BACKWATER TO BOOM. Lessons like that were perfectly timed for Apple Computer Inc. (AAPL) It was 1996, and President Clinton was championing the Internet and computers as the greatest educational tools since the pencil. Soon, parents nationwide were demanding to know why their kids' schools didn't have more computers. That jolted school administrators into ordering machines by the thousands, most of them Macs. Unopened computer boxes lined the walls of our school library for most of a year because no one knew how to set them up, let alone connect them to the Internet.
How times have changed. Long considered a low-margin backwater, schools are now a boom market for computers. Giant manufacturers such as Dell Computer Inc. (DELL) and Gateway Inc. (GTW) have taken notice. Apple, and to a lesser degree IBM (IBM), are losing their dominant position in the school market.
Dell, in particular, began to aggressively market to schools in the late 1990s, and that strategy has paid off. With 15.1% of the educational sales market, it's now the leader, while Apple has slipped to No. 2 with 12.5%, according to Dataquest Gartner Group. The difference may look small, but it's a big deal to Apple because the education market represents 40% of its sales.
Apple was not simply outmuscled by Michael Dell. The truth is that Steve Jobs is at least partly to blame. He made a big mistake earlier this year when he canned the company's longtime freelance educational sales force and brought the effort in-house.
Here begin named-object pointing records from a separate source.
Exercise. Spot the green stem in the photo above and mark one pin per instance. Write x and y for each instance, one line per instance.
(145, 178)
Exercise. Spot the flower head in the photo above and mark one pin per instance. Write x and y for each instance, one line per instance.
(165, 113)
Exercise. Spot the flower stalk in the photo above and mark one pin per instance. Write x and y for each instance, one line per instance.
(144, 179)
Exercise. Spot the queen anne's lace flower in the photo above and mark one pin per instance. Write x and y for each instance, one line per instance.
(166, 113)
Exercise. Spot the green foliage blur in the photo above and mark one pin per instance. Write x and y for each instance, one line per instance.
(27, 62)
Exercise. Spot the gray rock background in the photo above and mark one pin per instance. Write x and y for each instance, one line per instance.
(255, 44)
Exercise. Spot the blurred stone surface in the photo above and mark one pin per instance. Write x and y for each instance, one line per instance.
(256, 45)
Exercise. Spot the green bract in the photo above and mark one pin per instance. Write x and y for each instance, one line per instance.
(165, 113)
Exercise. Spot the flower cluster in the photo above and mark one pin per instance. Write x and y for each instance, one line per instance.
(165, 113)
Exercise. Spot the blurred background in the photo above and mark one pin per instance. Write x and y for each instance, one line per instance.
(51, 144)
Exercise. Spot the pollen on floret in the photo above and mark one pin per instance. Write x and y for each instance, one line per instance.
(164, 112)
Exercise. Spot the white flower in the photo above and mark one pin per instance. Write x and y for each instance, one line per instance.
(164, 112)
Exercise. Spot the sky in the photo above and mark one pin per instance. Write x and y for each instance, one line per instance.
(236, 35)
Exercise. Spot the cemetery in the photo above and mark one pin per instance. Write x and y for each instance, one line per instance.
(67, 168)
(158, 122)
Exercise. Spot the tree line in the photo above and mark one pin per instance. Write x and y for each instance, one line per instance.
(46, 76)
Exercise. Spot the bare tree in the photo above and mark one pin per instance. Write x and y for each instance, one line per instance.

What prompted the move was the surprise departure of Apple's top education sales executive, Mike Lorion. He left in the summer just as computers were being bought for the coming academic year. With his departure, Apple decided to dump its longtime network of outside educational sales reps and hire its own sales force. The switch in strategy created chaos, according to the schools. Many administrators said the only way they could reach Apple was through the Internet, while Dell's salespeople were showing up in person.
Jobs conceded at Apple's recent briefing on disappointing third-quarter results that switching sales teams during the summer was an error. Revenues slipped in part because of lower education sales.
Can Apple recover its lost footing? Not easily. It's hard to uproot the Windows PCs once they enter a market. After all, most kids use PCs to play games at home, and most parents use them at work. Not surprisingly, many people expect to find Windows PCs at school. Administrators can only meet those expectations if they buy PCs.
Still, all is not lost for Apple. The company has built a strong reputation among educators. It's not hard to find a teacher or administrator who still raves about how easy it is to use a Mac. And most kids fall in love with them--especially the colored, gumdrop-shaped iMacs--once they've had the chance to bang around on one. The trick for Apple will be getting those iMacs in front of kids and teachers soon. It's made a good start in naming Cheryl Vedoe, a longtime developer of education software and well-known among educators, as its new education czar. Already, Vedoe is out knocking on school doors trying to win back former customers.